La sala principale presenta 12 colonne dorate. Tuttavia, alcuni dettagli e colonne di legno danneggiati nel tempo sono stati riparati con cemento. Una statua di Buddha Shakyamuni alta 2,1 metri siede su un trono di loto, circondata da oltre 50 statue di Buddha, grandi e piccole, realizzate in pietra e legno. La statua del Buddha in piedi simboleggia l'esaudimento delle benedizioni, quella del Buddha seduto simboleggia la meditazione e quella del Buddha sdraiato simboleggia l'ingresso nel Nirvana. Le pareti e il soffitto sono affrescati con raffigurazioni della vita ascetica del Buddha.

Vista frontale - Schizzo dell'architetto Tran Xuan Hong

Più che un semplice luogo di culto, Ang Pagoda è anche un luogo per preservare e tramandare la cultura tradizionale della comunità Khmer - Schizzo di Vo Tin Dat, studente di architettura presso l'UAH.

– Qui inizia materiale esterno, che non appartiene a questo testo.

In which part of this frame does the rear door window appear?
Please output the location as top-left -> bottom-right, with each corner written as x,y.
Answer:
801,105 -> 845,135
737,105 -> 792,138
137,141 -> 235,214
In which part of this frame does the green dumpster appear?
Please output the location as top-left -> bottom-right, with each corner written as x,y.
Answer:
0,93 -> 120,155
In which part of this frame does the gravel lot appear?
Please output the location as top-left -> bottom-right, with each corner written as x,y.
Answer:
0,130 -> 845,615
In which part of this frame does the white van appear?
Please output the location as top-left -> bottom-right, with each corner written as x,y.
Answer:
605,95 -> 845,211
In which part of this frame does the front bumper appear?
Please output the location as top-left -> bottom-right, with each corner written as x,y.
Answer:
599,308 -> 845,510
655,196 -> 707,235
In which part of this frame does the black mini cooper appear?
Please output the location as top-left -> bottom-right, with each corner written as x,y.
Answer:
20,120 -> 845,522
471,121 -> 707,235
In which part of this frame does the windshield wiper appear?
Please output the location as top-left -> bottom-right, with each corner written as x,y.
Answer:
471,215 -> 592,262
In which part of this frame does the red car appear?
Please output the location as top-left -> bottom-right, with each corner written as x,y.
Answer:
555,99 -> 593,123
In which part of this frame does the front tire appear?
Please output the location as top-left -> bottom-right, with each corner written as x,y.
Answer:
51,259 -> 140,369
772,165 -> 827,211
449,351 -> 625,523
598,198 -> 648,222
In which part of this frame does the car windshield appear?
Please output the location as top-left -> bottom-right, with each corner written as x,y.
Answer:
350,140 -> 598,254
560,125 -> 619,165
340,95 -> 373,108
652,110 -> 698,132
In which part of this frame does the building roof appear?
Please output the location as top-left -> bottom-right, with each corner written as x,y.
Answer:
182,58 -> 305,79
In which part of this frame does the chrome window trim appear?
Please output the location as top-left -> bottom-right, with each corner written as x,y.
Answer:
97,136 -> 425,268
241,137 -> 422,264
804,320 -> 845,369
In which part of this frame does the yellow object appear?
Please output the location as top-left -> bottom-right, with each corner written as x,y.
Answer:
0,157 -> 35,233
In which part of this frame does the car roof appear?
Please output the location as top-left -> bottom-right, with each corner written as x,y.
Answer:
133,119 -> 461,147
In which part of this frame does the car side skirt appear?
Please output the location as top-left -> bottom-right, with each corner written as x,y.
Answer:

Cancello principale della Pagoda Ang - Schizzo dell'architetto Thang Ngo
Nel 1994, il sito è stato classificato come monumento storico e culturale nazionale.
Il popolo Khmer del Vietnam meridionale ha un detto: "Finché siamo in vita, affidiamo i nostri corpi al tempio; quando moriamo, affidiamo le nostre ceneri al tempio", a dimostrazione della sacralità che i templi rivestono per loro. Più che un semplice luogo di culto, la Pagoda di Ang è anche un luogo che preserva e tramanda la cultura tradizionale della comunità Khmer. Ogni anno, durante la festa lunare di Ok Om Bok (per esprimere gratitudine al dio della Luna e pregare per un buon raccolto), il quindicesimo giorno del decimo mese lunare, migliaia di buddisti e turisti si riuniscono qui per partecipare alla cerimonia e chiedere benedizioni.